“The motion has passed.”
Click. Beep. Click. Beep.
“The organizer has left the conference.”
And just like that, we lost everything.
Greg and I sat in his basement apartment and exhaled. That friendly female robot was gently informing us that our final board meeting was over, and that we had just been fired from the company we started. It was a stinging message delivered with a peppy, upbeat voice.
“Well, what do we do now?” he said.
“Let's just drive.”
We needed to get out of Boston. It was early August 2014 and the humidity was thick. After so many months with all-day meetings punctuated by all-night coding sessions, I was feeling claustrophobic, burnt out, and emotionally exhausted.
We hopped into my 2000 Nissan Altima, crumpled up another parking ticket, and started our westbound journey on the Massachusetts Turnpike.

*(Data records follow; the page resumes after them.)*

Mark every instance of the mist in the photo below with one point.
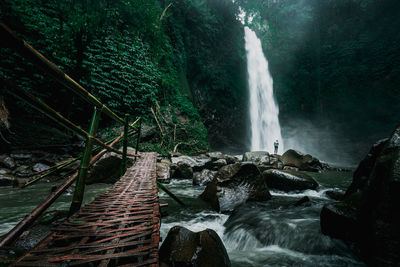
(325, 141)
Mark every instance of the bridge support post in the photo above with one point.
(83, 169)
(125, 144)
(138, 137)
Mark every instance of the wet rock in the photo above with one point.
(40, 167)
(203, 177)
(339, 219)
(231, 159)
(7, 181)
(219, 163)
(7, 162)
(335, 195)
(196, 163)
(364, 169)
(304, 162)
(23, 171)
(8, 255)
(275, 161)
(172, 169)
(106, 170)
(289, 180)
(215, 155)
(183, 171)
(290, 168)
(263, 168)
(174, 154)
(247, 184)
(227, 172)
(301, 201)
(238, 157)
(23, 156)
(163, 171)
(4, 171)
(183, 247)
(256, 156)
(377, 214)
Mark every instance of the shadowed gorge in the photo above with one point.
(199, 133)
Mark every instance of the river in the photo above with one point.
(273, 233)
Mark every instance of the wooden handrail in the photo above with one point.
(10, 39)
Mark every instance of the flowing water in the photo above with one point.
(16, 204)
(272, 233)
(265, 128)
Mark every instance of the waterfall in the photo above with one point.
(265, 128)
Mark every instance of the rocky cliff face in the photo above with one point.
(369, 215)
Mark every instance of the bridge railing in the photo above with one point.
(11, 40)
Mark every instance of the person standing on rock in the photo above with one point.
(276, 144)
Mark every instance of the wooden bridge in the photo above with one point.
(121, 226)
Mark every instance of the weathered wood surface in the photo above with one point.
(119, 228)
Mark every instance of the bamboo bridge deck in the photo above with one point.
(119, 228)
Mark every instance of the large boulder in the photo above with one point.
(7, 162)
(163, 171)
(227, 172)
(364, 169)
(289, 180)
(183, 171)
(304, 162)
(256, 156)
(247, 184)
(339, 219)
(377, 234)
(8, 181)
(196, 163)
(38, 167)
(215, 155)
(203, 177)
(23, 171)
(106, 170)
(183, 247)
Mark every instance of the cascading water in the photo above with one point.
(265, 127)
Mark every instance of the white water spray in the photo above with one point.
(265, 127)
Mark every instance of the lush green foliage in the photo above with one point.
(131, 54)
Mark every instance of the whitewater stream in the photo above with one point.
(263, 109)
(272, 233)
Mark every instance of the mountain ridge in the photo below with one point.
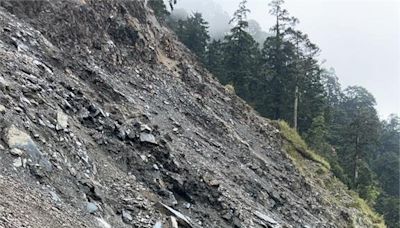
(127, 119)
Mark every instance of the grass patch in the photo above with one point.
(299, 145)
(366, 209)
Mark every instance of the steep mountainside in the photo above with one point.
(107, 121)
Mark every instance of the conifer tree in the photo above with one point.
(241, 55)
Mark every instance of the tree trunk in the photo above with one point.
(355, 164)
(295, 107)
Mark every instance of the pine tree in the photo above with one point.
(193, 33)
(241, 56)
(159, 8)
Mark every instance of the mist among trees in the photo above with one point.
(278, 73)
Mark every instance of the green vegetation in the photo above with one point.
(366, 209)
(283, 80)
(297, 145)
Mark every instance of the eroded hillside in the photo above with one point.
(108, 121)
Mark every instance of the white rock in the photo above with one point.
(149, 138)
(2, 109)
(62, 120)
(17, 162)
(16, 152)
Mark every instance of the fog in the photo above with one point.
(359, 38)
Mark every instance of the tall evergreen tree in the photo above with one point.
(241, 55)
(159, 8)
(193, 33)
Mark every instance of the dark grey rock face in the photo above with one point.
(113, 116)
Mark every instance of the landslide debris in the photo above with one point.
(108, 121)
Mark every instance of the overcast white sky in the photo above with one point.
(359, 38)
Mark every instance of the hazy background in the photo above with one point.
(359, 38)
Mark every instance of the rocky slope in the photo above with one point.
(107, 121)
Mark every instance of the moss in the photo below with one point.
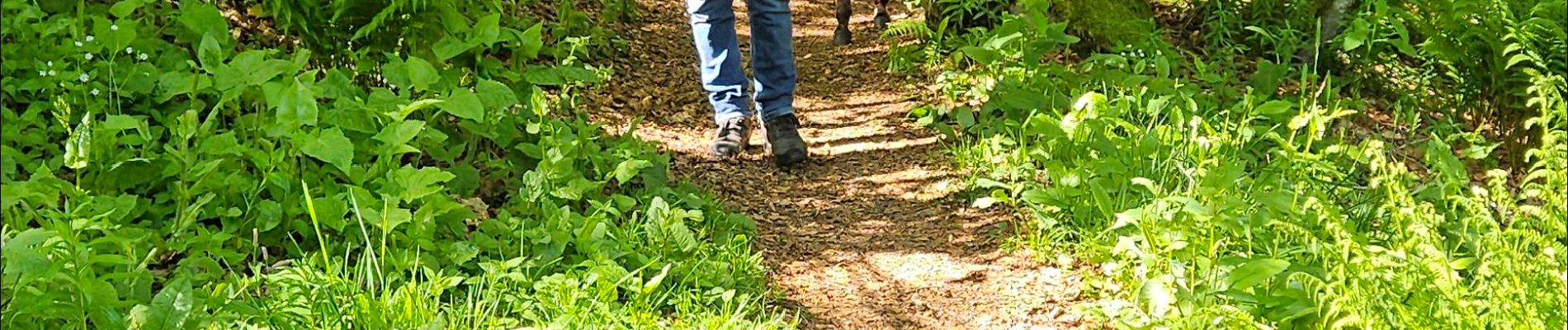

It was an odd feeling … driving in the opposite direction of our office in the middle of a workday. The entire team was back there, going about their ordinary business. Greg's sales team was trying a new go-to-market strategy calling on university advancement offices. My engineering team was cranking away on the new version of our mobile event management app.
The day probably seemed completely normal to them, but they were unaware that they no longer had bosses.
“Where are we going?”
“I don't know. Maybe Cleveland? Chicago? We could just go to California and start something new.”
I didn't really care where we ended up. I was numb.
My phone was still buzzing with notifications for website errors and other alerts that I normally needed to attend to as the technical leader. It was now someone else's problem, but it certainly didn't feel that way. I was still CTO in my mind, and I was still debugging, thinking through ways to rearchitect our software in the future.
Greg didn't say much as we drove. This whole thing seemed to hit him more quickly than it hit me, and I understood why. As CEO, he had convinced 30 of the most talented people we could find to quit their jobs and join us in this crazy, risky venture, most of the time with a sharp pay cut. He always felt an intense level of responsibility for our team and their future, and he feared letting them down.
“I'm hungry. Let's just pull off here.”
Our getaway lasted about 20 minutes. Normally at this hour we would be perched in our tower—an art deco Fenway office with sweeping views of the Boston skyline. But on this afternoon, a McDonald's booth in the Framingham Service Plaza was good enough.
Over a carton of McNuggets, we recounted the events that brought us here. Back in the spring, everything seemed great. Sales were up, product was moving, demand was growing, and we had a clear path to success. The whole thing started to feel like a real business, and one that could legitimately take off.
But by mid-summer, we were out.
I always thought that our downfall would be some major product bug, or loss of data, or running out of money, or not hitting our sales numbers, or any number of reasons you typically hear about entrepreneurs failing. But it wasn't any of those.
What ultimately did us in was so much simpler and more human than that … we understood technology, but we did not understand people.
FLYING BLIND IN A COMPLICATED WORLD
At the start of 2013, we were a couple of young, ambitious entrepreneurs who followed the startup playbook and tasted some early success. Build a product, raise venture capital, hire a team, make sales. Code, raise, hire, sell. The scrappy startup grind rewards immediate, independent action. Collaboration and communication were less important than simply getting things done. It was surprisingly comfortable for us.
However, as soon as the company started to scale beyond the walls of our Mission Hill apartment and we hired the first few employees, we saw both of our jobs change significantly. I had less time to code and spent far more time interviewing, instructing, and coaching. Greg's schedule was dominated by meetings with prospects, partners, customers, and candidates. Without any intentional decision on our parts, our jobs changed from producers to leaders. With almost zero real-world management experience, outside of some university clubs, it was uncharted territory. But, like everything else, we planned to learn on the fly.
And for the most part, we did. Despite plenty of growing pains over that next year, our team expanded, we figured out our business model, and eventually had a real, growing company on our hands. At that point, we began to witness some of the same people-related challenges that most leaders of rapidly growing companies see. Communication needed to be formalized, otherwise details would fall through the cracks. The culture needed to be set up intentionally, otherwise bad habits could take hold. Our hiring process needed structure and standards, rather than pure gut feel.
The stakes were rising, and we did not want to mess this up. We wanted to be real leaders instead of imposters with C-level job titles. And we knew we had blind spots—some we were aware of and others that we were not. So, we sought help and hired an executive coach, Walt, who came highly recommended from a fellow founder.